Und: Sowohl der Roboter als auch der KI-Agent müssen auch in einer suboptimalen Arbeitsumgebung zurechtkommen. Der Roboter könnte beispielsweise die Eier nicht finden, oder der KI-Agent nicht den passenden Flug. Sollen sie dann einfach aufgeben? Nein, für solche Fälle braucht es einen Plan B. Das ist eine ganz wichtige Eigenschaft, die sich Roboter und KI-Agent teilen: die Fähigkeit, sich an einen dynamischen Arbeitskontext, sogar regelrecht widrige Umstände anpassen zu können. 
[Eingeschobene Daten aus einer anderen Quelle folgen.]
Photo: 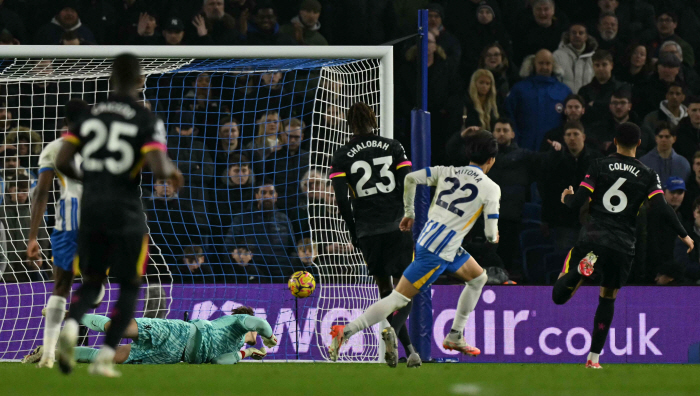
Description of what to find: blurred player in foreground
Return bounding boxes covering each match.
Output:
[22,99,90,368]
[552,122,693,369]
[330,102,422,367]
[56,54,184,377]
[30,307,277,364]
[329,130,501,361]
Der einzige wirkliche Unterschied besteht darin, dass Roboter physisch und KI-Agenten digital sind. Diese Differenz müssen wir mit den passenden sensorischen Technologien überbrücken. Vielleicht kann die nächste Generation von KI-Agenten sehen, hören oder tasten.  
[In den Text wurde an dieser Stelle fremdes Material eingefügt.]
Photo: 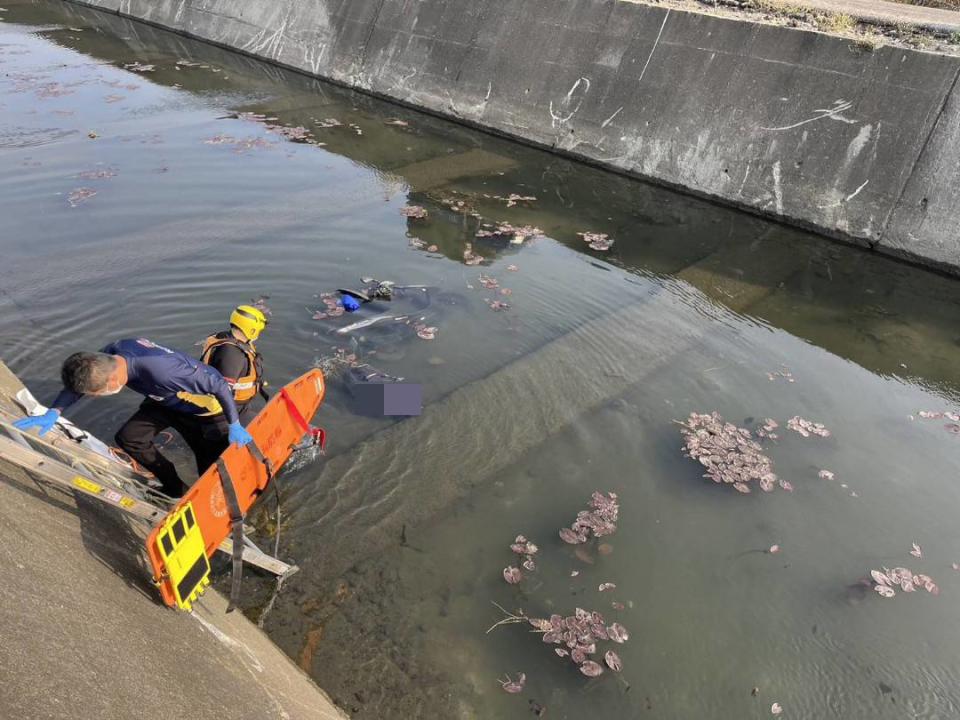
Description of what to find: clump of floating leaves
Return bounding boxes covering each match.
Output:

Asseo: Zuguterletzt: Wie sollten Führungskräfte – oder eigentlich alle Menschen in Unternehmen – das Thema KI anpacken? Haben Sie einen Tipp?

Schwartz: Legen Sie einfach konkret los. Bauen Sie einen KI-Agenten. Testen Sie verschiedene Modelle. Finden Sie heraus, was zu Ihnen und Ihrer Arbeitsumgebung passt. Gerade in dieser frühen Phase der noch relativ jungen Technologie zahlt sich Experimentieren aus.

Savarese: Und lassen Sie dabei nie den Faktor Vertrauen außer Acht. Es ist wichtig, sichere und zuverlässige Agenten zu bauen. Dazu zwei wichtige Punkte. Erstens muss man jederzeit klar unterscheiden können, was KI-generiert ist und was Menschen gemacht haben. Und zweitens müssen wir uns Fragen rund um Verantwortlichkeiten bzw. Haftbarmachung stellen. Stellen Sie sich vor, zwischen KI-Agenten, die für eine Interessengruppe arbeiten, und den für eine andere Organisation tätigen KI-Agenten treten Interessen- bzw. Handlungskonflikte auf. Wer ist dann letztendlich verantwortlich für das, was getan wird, wie werden solche Meinungsverschiedenheiten geregelt? Dieses Szenario wird eintreten – und wir als Menschen müssen zügig an konstruktiven Lösungen arbeiten.